Rachel HauckUncategorized Leave a Comment

We all do it. Say what we think is clear only to find out it wasn’t clear at all.

This happened to me the other day. My husband and I were talking about buying a new mattress for our bed. (It’s time. Our other one is 17 years old. I know, that’s like, illegal. But with six kids splurging on a mattress just wasn’t a priority.)

But I digress.

So we talked all morning about what mattress we wanted. And I gave my input. He had to run errands so he said he would stop by a nearby mattress store and “look.” If you’re married, you probably know already that a man’s version of looking is way different than a woman’s. Our looking can go on for days, weeks even, as we talk about it, research it and get input from our friends. Not most men I know. Most of them go in for the kill, bag it, tag it and walk out with it.

That afternoon while my husband was “looking” I went on a nice long walk. I was halfway through my walk, enjoying the lovely fall weather when something occurred to me: he is going to BUY that dang mattress. And I’m never going to see it and it might not be the one I would’ve picked and then I just won’t be happy and… my thoughts ran away so fast I nearly cut my walk short and went home to call him.

But I didn’t. I reasoned with myself and finished my walk. When I got home he was there, spraying the yard for mosquitos because it might be fall but they didn’t get the memo that their season is over. “Did you buy a mattress?” I asked. I was trying to be okay if he did because, in his defense, I had given a lot of input and then empowered him to shop for us. It would be my own fault if I didn’t take the extra step to communicate that I would want to actually see the mattress he got.

He smirked at me. “I’ve been married to you a long time. Do you actually think that I would just go buy a mattress and not include you in that?”

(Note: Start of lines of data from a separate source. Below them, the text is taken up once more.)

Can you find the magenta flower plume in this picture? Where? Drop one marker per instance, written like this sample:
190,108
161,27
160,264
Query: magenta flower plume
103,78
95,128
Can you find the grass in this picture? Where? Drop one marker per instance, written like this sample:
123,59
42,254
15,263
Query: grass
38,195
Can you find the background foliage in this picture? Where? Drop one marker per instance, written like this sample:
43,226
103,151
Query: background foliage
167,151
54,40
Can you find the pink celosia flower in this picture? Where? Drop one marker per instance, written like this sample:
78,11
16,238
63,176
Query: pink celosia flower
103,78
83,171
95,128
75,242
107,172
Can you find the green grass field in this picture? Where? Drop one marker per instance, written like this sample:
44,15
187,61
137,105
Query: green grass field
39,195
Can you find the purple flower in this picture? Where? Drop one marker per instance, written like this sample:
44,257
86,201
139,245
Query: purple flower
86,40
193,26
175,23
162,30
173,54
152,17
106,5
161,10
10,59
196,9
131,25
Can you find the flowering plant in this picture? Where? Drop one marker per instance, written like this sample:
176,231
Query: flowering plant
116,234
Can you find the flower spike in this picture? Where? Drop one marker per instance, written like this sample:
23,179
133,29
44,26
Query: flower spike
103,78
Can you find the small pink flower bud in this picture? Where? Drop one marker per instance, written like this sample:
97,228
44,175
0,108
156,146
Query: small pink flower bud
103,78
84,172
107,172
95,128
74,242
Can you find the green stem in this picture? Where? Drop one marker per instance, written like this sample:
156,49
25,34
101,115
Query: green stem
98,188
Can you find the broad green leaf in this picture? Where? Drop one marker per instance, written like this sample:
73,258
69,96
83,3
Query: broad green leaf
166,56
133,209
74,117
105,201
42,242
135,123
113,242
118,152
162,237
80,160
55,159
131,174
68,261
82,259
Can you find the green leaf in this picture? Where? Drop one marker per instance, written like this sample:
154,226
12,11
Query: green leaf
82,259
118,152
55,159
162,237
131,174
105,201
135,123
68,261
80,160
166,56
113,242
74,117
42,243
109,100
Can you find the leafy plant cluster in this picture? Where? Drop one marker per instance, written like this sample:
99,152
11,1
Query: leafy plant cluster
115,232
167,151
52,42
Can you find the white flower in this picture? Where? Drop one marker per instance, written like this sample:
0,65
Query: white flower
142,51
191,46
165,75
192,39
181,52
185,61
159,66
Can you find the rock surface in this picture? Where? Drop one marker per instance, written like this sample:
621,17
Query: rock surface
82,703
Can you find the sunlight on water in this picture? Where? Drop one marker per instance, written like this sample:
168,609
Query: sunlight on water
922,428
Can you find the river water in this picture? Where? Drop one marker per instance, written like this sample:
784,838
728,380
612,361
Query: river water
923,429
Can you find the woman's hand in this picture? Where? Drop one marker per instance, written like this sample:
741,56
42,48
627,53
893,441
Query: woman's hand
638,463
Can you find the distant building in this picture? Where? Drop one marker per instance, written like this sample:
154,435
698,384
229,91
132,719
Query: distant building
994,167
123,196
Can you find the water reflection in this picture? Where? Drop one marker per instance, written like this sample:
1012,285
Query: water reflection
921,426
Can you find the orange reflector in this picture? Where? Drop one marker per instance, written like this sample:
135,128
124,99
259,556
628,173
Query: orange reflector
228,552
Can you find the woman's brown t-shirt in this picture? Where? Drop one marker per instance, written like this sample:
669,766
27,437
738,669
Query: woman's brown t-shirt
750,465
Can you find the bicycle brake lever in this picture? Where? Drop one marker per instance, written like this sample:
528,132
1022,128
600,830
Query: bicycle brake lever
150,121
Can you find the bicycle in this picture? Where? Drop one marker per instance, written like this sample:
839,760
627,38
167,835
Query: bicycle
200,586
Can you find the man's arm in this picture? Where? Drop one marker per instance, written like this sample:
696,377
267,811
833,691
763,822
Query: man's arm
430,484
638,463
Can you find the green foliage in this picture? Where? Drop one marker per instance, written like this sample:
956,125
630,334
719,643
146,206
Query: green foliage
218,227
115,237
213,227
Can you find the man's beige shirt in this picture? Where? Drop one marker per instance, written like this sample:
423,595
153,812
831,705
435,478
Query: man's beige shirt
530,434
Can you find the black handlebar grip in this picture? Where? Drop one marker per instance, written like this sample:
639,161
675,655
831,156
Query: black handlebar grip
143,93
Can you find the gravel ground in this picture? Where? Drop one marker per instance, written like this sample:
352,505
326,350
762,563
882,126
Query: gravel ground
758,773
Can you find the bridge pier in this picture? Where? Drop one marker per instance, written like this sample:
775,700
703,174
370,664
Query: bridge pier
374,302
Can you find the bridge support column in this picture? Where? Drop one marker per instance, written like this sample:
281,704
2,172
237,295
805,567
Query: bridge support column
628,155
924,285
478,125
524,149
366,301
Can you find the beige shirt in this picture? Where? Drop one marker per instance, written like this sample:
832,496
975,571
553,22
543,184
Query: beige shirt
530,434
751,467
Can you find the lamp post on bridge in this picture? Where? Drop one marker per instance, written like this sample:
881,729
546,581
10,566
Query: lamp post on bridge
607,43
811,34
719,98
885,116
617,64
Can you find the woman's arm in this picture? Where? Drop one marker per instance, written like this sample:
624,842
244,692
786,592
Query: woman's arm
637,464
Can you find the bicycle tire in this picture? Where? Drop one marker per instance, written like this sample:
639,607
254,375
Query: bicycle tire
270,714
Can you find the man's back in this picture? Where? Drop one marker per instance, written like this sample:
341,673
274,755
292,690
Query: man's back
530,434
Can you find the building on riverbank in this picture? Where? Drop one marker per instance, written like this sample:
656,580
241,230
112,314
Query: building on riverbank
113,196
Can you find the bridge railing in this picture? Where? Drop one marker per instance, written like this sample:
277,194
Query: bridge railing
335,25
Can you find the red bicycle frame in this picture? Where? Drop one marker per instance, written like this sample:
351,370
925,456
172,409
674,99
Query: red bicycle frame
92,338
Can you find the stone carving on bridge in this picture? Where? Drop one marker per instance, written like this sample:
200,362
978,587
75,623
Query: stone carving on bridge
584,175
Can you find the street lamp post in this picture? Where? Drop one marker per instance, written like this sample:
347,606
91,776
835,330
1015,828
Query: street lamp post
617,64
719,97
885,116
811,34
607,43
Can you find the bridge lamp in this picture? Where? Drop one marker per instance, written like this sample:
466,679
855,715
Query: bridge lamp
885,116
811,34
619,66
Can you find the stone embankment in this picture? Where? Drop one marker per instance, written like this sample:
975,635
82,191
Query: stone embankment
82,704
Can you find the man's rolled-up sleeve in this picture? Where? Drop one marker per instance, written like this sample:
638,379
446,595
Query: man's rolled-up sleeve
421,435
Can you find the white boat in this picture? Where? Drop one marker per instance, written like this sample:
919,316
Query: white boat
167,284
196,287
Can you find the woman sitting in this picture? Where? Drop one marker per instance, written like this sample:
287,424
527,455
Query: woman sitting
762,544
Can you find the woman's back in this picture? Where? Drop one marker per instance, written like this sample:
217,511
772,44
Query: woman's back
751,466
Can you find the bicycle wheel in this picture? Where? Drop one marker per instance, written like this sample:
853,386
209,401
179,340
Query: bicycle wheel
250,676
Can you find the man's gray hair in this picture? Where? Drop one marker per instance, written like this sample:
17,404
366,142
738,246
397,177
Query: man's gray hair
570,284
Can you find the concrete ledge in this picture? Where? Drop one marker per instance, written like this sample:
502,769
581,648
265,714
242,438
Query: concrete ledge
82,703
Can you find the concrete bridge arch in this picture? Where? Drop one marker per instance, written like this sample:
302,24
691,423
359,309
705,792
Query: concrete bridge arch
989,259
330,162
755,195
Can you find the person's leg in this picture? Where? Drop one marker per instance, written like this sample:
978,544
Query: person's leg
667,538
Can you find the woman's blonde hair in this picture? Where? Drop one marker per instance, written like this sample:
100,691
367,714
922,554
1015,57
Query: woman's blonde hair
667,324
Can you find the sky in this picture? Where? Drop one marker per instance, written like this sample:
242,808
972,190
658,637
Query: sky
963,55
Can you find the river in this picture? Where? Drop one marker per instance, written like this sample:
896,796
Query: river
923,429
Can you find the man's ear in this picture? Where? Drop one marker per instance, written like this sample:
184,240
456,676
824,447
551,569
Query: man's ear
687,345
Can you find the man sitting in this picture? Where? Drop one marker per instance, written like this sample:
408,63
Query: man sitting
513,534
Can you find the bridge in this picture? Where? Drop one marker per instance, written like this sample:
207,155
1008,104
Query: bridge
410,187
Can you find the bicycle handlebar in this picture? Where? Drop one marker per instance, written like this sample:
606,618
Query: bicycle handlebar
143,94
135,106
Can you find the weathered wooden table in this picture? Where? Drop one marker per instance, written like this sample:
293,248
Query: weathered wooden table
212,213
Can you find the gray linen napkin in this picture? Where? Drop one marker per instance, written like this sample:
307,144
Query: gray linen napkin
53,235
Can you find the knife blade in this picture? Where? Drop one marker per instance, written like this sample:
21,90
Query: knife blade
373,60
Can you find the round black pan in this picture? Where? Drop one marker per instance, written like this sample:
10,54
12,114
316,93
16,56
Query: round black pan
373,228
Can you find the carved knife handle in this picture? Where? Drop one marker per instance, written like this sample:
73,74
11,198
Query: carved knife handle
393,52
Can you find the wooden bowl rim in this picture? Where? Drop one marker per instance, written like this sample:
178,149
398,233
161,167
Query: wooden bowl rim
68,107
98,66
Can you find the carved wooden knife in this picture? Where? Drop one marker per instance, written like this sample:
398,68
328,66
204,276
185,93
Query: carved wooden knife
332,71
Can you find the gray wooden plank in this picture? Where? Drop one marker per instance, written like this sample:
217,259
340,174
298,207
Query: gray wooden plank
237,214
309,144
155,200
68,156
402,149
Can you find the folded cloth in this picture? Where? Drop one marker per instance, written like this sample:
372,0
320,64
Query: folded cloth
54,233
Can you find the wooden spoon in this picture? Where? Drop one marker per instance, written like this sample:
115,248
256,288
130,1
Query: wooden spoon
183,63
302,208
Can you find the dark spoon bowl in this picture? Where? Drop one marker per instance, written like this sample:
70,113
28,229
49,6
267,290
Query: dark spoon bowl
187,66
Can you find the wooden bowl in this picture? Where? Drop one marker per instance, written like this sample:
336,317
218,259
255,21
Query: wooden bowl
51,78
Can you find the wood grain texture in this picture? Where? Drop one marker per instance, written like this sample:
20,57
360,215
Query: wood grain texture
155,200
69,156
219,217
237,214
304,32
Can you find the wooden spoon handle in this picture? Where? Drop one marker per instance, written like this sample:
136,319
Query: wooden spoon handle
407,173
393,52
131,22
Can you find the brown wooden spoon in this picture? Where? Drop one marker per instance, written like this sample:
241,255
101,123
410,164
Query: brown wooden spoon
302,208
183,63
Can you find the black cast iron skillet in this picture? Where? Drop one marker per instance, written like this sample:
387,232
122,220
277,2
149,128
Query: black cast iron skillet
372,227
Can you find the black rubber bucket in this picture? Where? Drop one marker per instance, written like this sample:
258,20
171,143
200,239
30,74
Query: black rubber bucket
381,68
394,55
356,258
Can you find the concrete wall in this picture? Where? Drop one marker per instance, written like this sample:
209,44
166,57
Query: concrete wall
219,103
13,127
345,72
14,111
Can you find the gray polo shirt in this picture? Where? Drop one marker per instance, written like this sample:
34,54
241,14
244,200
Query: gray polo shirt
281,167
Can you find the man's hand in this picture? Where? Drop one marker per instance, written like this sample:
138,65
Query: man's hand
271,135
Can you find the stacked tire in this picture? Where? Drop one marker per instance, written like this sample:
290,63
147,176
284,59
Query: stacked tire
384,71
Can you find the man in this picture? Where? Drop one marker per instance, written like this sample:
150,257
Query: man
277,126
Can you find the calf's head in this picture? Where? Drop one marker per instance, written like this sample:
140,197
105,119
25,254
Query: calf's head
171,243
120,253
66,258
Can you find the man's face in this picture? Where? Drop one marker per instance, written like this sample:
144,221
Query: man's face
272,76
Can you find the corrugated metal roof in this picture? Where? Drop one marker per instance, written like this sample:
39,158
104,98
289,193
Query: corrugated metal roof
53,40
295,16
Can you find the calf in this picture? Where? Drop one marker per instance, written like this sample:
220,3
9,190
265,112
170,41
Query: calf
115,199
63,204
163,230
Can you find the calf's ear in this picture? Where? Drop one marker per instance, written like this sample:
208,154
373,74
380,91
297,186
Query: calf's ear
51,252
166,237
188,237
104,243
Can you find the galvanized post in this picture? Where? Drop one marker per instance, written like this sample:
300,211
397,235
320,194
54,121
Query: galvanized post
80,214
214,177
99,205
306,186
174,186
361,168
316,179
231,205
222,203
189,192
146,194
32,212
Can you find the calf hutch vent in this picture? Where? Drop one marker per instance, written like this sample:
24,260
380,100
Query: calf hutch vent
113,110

I smiled back at him, united by 21 years of miscommunicating and, sometimes, learning from it. This time my miscommunication worked out but it doesn’t always. Recently we miscommunicated about something and I told him that it was time that we just accepted that, in our busy, disconnected lives of work and family and home and kids and selves we were bound to miscommunicate. The point was not whether we did, it was what we do after. If we could show each other the grace to communicate beyond the miscommunication. We’re still figuring it all out. I suspect we always will be.